Guest Contributor | Aug 30, 2019 | 0
Bush allowance for teachers to be revised
The “Recruitment and Retention” incentives for qualified teachers in the remote schools commonly known as the bush allowance is under revision since its implementation on 01 April 2009. The policy, which has received vast attention, is aimed at encouraging qualified teachers to move and work in remote areas with the objective of improving overall school performance in Namibia. These reviews are in tandem with the negotiations taking place concerning the recent teachers strike.
With the hope of trying to build a nexus between the policy and what is happening on the ground, The Economist interviewed Mr Aebo Ganeb, a teacher at the Johannes Dohreen RC High School which is situated 15 km South of Gobabis. With his 9 year experience as a teacher, he explains that he started receiving the incentives in July 2010. According to Mr Ganeb, the payments have been consistent thus far with no sign of deviations. He is hopeful that reviews will be made in order to consider increasing the amounts of the allowance.

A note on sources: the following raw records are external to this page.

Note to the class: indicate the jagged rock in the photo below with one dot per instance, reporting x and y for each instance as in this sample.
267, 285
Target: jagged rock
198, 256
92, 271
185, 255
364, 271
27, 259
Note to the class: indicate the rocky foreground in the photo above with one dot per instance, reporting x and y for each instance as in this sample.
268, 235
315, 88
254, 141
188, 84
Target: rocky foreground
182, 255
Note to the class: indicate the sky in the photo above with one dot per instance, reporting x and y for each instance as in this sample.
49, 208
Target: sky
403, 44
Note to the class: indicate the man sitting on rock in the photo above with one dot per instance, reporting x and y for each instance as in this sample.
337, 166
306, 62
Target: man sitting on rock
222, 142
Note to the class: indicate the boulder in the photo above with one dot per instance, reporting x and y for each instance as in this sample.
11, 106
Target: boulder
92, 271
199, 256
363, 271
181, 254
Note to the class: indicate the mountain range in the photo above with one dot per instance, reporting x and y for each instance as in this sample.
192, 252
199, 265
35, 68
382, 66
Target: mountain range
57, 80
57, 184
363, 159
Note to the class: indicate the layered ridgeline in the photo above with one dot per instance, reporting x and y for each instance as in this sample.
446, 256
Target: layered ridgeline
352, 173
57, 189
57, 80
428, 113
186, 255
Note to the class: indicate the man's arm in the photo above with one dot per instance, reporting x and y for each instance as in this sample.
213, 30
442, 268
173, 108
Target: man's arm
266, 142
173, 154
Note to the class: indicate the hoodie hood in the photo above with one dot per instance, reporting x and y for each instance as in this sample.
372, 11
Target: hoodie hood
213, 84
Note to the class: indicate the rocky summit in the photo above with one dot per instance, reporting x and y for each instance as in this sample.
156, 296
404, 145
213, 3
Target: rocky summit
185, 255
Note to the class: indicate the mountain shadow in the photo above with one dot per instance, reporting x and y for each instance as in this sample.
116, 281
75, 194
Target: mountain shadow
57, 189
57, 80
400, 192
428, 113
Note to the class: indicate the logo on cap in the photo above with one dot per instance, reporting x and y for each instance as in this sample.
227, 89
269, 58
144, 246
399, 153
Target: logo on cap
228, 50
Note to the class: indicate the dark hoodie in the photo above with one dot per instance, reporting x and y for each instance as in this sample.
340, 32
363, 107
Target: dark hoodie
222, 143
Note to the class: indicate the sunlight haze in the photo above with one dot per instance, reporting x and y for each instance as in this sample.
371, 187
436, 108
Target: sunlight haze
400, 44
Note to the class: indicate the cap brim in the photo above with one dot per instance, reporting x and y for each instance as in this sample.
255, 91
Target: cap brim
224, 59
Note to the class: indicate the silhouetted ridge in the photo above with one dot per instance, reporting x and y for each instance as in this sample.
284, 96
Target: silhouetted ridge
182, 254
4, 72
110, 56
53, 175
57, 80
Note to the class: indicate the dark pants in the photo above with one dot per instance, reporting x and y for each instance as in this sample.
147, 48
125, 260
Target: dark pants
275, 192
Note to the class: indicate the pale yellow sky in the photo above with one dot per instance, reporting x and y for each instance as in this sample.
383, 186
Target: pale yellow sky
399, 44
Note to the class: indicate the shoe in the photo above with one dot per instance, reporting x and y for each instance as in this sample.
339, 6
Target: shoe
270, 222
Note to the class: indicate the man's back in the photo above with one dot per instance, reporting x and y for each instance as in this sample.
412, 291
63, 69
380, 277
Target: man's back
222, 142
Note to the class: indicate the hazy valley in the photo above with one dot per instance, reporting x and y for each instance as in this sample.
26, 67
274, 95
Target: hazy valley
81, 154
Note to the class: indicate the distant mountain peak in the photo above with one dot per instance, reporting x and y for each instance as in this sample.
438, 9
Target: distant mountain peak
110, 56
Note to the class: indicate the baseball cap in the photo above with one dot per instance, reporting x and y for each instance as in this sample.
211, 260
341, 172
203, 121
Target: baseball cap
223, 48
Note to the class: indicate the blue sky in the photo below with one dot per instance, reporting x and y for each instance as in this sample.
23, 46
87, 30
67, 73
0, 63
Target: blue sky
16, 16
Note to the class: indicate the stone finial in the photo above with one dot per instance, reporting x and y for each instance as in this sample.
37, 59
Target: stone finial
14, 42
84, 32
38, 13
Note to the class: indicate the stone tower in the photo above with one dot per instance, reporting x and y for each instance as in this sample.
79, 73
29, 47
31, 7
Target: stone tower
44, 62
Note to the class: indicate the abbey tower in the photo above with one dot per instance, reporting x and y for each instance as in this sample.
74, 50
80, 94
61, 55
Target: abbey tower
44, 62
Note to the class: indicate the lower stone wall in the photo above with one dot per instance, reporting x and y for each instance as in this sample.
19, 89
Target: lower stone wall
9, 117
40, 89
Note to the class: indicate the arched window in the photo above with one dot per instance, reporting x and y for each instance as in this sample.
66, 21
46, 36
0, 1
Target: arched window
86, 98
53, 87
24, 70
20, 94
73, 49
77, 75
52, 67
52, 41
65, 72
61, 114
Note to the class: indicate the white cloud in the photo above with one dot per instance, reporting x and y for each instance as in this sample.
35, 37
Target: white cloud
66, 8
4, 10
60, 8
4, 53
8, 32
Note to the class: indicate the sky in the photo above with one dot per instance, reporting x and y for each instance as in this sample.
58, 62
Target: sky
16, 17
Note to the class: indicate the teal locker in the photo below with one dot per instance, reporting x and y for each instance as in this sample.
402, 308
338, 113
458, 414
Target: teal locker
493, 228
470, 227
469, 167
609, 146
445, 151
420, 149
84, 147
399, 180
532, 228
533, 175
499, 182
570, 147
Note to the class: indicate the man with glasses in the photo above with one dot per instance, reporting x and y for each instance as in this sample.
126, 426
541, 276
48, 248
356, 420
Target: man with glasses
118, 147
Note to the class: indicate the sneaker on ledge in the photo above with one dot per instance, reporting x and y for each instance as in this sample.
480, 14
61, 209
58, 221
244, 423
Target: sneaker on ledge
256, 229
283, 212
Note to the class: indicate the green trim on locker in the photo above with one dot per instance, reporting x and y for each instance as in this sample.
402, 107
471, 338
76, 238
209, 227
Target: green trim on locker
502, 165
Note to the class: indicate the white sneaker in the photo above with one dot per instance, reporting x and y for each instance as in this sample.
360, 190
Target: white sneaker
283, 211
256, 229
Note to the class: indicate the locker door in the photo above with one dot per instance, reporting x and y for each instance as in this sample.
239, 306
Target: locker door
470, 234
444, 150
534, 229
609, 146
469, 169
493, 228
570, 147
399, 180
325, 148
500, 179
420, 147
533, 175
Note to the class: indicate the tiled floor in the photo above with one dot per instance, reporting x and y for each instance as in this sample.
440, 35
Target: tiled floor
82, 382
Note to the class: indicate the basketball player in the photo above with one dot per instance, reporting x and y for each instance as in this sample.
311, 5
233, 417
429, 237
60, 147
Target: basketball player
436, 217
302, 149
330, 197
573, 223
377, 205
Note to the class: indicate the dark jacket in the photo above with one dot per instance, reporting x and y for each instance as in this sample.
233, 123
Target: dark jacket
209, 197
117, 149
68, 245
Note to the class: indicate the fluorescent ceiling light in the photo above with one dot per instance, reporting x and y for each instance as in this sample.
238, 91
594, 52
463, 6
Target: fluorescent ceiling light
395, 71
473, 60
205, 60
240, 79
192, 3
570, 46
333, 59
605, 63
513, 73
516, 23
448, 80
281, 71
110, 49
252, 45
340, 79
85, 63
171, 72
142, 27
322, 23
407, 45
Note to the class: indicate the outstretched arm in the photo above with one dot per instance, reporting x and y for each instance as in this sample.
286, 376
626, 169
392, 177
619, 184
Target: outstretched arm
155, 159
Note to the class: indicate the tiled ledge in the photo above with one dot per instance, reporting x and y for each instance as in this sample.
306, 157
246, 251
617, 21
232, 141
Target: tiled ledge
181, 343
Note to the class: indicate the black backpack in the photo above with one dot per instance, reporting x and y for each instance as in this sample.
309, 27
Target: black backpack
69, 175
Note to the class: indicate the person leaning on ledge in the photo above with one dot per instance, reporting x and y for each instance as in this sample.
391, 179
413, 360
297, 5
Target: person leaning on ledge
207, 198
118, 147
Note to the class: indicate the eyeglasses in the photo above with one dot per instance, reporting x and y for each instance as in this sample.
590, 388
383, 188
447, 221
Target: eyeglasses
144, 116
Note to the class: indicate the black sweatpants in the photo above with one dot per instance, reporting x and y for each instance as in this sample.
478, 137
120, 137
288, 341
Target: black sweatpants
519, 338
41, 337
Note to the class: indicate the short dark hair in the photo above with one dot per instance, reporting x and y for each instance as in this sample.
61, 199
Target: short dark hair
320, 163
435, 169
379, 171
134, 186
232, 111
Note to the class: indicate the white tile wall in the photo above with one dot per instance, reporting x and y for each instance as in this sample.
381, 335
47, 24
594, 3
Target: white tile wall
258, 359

According to the Human Resource department of the Ministry of Education, the main challenge is the coordination between the regional offices and the subsequent schools in the area. This has brought two main problems which are delays in execution of payments which could explain the case of Mr Ganeb and many other teachers who may have received payments a year after policy implementation, and the assessment methods employed regarding the placement of schools in the various allowance categories.
So what exactly is under revision and what are the current categories? The allowance is currently a monetary valued stipend which is added to the teachers’ salary. Three sub groups of payments were determined as an indicator of the allowance a teacher would receive. An amount of N$1250 for what is defined as the worst hardship cases, N$1150 for moderate hardship cases and N$750 for the least hardship cases. These amounts are based on reviews of the school’s infrastructure and general level of development of the area. Implying that road infrastructure, proximity to health and housing facilities, availability of water and electricity are some of the benchmarks used to determine which school gets what amount in the region. It should be noted that these incentives are currently given solely to the qualified teaches and not necessarily the administrators of the schools. All these will be reviewed with the hope of providing a more equitable allowance that will be satisfactory to teachers and government alike.